JANET RENO, ATTORNEY GENERAL OF THE UNITED STATES, et al. v. AMERICAN CIVIL LIBERTIES UNION et al.
Supreme Court Cases
521 U.S. 844 (1997)
Legal Principle at Issue
Whether the provisions of the Communications Decency Act of 1996 that prohibit the transmission of indecent and patently offensive materials to minors over the Internet violate the First Amendment.
Affirmed (includes modified). Petitioning party did not receive a favorable disposition.
The Communications Decency Act of 1996 ("CDA"), 47 U.S.C. § 223, prohibits the transmission of indecent and patently offensive materials to minors over the Internet. A number of civil rights and computer groups challenged the constitutionality of these provisions on First Amendment grounds. In essence, these groups argued that the inability of Internet users and providers to verify the age of information recipients effectively prevented them from engaging in indecent speech, which traditionally has received significant First Amendment protection. After a lengthy evidentiary hearing that included many online demonstrations, a special three-judge district court (which was created by the CDA to hear the expected constitutional challenges) agreed with the groups and ruled that the provisions violated the First Amendment.

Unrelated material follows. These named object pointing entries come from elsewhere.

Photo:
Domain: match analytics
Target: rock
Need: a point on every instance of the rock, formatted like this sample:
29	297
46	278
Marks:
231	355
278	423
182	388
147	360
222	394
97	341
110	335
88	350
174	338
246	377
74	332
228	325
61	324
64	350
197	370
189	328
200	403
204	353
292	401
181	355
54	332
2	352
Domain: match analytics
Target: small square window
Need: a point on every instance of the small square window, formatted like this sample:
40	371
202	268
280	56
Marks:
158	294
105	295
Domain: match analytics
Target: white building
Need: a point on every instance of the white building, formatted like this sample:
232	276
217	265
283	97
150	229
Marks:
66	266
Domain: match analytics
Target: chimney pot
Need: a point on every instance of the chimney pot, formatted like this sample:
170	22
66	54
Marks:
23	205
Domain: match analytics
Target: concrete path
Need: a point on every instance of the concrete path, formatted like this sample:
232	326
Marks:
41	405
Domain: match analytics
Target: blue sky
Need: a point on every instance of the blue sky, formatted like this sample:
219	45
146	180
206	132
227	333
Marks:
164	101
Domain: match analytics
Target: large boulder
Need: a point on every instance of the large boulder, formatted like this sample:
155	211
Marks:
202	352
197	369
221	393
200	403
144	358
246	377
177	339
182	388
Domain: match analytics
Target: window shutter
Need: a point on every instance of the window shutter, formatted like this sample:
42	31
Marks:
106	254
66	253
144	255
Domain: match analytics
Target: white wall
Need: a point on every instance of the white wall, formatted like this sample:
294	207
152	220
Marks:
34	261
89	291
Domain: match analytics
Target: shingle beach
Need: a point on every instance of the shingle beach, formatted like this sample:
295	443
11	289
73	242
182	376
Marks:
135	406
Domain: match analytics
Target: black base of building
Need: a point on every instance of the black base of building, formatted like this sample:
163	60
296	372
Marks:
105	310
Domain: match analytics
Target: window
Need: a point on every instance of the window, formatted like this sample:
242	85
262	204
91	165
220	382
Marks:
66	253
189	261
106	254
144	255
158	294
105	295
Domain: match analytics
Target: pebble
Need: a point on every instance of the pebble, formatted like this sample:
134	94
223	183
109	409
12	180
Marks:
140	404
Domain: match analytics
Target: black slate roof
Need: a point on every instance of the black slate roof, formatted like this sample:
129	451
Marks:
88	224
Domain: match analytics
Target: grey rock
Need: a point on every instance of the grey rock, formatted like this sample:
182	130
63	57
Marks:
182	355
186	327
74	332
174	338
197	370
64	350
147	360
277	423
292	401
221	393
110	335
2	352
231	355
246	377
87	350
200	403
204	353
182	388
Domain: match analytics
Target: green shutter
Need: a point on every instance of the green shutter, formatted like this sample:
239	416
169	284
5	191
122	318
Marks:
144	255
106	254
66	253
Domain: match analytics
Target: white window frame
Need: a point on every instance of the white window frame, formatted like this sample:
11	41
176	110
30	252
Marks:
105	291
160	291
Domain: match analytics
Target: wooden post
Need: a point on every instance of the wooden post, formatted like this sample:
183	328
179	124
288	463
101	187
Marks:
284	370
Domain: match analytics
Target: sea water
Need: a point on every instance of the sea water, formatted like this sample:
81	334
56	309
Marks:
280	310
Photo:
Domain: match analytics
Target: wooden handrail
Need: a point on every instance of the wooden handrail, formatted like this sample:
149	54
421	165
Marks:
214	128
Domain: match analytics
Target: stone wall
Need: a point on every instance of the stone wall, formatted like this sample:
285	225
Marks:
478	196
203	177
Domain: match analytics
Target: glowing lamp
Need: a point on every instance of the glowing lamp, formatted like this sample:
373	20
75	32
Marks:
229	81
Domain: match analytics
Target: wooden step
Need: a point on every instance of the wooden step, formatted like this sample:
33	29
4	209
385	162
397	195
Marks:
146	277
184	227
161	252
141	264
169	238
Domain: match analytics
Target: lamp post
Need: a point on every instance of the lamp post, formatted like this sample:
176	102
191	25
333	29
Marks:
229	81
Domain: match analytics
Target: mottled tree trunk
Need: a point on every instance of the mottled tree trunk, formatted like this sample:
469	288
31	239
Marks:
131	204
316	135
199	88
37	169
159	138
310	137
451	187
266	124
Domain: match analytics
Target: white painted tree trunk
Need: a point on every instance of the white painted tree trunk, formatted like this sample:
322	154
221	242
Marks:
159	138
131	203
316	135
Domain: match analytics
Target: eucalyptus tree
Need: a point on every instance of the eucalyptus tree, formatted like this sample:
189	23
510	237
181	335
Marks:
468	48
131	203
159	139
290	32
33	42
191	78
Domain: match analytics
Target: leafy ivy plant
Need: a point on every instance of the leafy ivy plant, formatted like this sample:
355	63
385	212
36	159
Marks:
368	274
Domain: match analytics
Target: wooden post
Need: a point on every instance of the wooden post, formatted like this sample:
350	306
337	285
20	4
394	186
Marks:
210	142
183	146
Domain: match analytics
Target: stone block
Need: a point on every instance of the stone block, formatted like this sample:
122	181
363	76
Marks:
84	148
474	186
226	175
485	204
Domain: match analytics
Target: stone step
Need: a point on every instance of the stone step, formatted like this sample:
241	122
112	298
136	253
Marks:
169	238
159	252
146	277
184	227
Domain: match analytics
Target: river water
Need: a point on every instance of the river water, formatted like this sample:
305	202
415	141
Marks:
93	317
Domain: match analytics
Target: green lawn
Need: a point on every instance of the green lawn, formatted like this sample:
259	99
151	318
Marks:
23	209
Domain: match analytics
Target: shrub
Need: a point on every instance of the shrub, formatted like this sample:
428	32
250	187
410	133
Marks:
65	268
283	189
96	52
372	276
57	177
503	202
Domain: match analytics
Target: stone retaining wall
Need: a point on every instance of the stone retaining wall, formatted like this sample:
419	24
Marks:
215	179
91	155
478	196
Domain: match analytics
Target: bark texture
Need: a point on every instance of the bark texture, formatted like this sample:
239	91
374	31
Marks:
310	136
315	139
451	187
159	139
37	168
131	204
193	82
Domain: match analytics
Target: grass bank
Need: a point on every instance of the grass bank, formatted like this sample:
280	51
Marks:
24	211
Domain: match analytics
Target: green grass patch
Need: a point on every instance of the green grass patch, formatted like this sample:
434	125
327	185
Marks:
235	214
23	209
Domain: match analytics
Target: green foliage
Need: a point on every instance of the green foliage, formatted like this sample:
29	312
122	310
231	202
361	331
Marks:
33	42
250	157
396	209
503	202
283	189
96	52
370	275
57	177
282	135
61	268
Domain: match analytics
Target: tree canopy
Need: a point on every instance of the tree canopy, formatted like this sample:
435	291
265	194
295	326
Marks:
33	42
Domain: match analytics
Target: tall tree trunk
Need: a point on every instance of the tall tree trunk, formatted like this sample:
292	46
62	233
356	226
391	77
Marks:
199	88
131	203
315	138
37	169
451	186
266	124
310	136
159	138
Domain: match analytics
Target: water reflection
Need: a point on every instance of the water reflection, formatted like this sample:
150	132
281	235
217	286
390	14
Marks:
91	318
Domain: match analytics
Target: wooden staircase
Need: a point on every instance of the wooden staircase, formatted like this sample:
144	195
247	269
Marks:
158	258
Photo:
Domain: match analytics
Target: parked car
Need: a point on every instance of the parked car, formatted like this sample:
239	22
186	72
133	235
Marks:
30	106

Indecent speech, unlike obscenity, is entitled to constitutional protection because it often has substantial social value and lacks prurient interest. Sable Communications v. FCC, 492 U.S. 115 (1989). This speech therefore cannot be regulated unless the restrictions are justified by a compelling governmental interest and are narrowly tailored to advance that interest. Turner Broadcasting System v. FCC, 114 S. Ct. 2445 (1994). The Court already has held that the government has a compelling interest in protecting minors from indecent speech. Ginsberg v. New York, 390 U.S. 629 (1968). The Court also has held that the government may prohibit dissemination of indecent materials to minors as long it does not at the same time prohibit dissemination to adults. FCC v. Pacifica Foundation, 438 U.S. 726 (1978).
Importance of Case
The Court first held that indecent speech on the Internet is entitled to the same full First Amendment protection as other indecent speech. In doing so, the Court reaffirmed several important First Amendment principles. This reaffirmation is especially significant in a case in which the speech at issue is both unpopular and accessible to minors. The Court, relying on the evidence that Internet information providers can neither know the age of persons receiving their material nor effectively prohibit minors from viewing it, then held that the provisions of the CDA were vague and overbroad. The Court was especially concerned that the CDA, in denying minors access to indecent speech, effectively suppressed a large amount of information that adults had a constitutional right to receive. Chief Justice Rehnquist and Justice O'Connor argued that while the majority of the provisions at issue were unconstitutional, the Court should have upheld those provisions that prohibited persons from directly transmitting indecent materials to persons they knew were minors.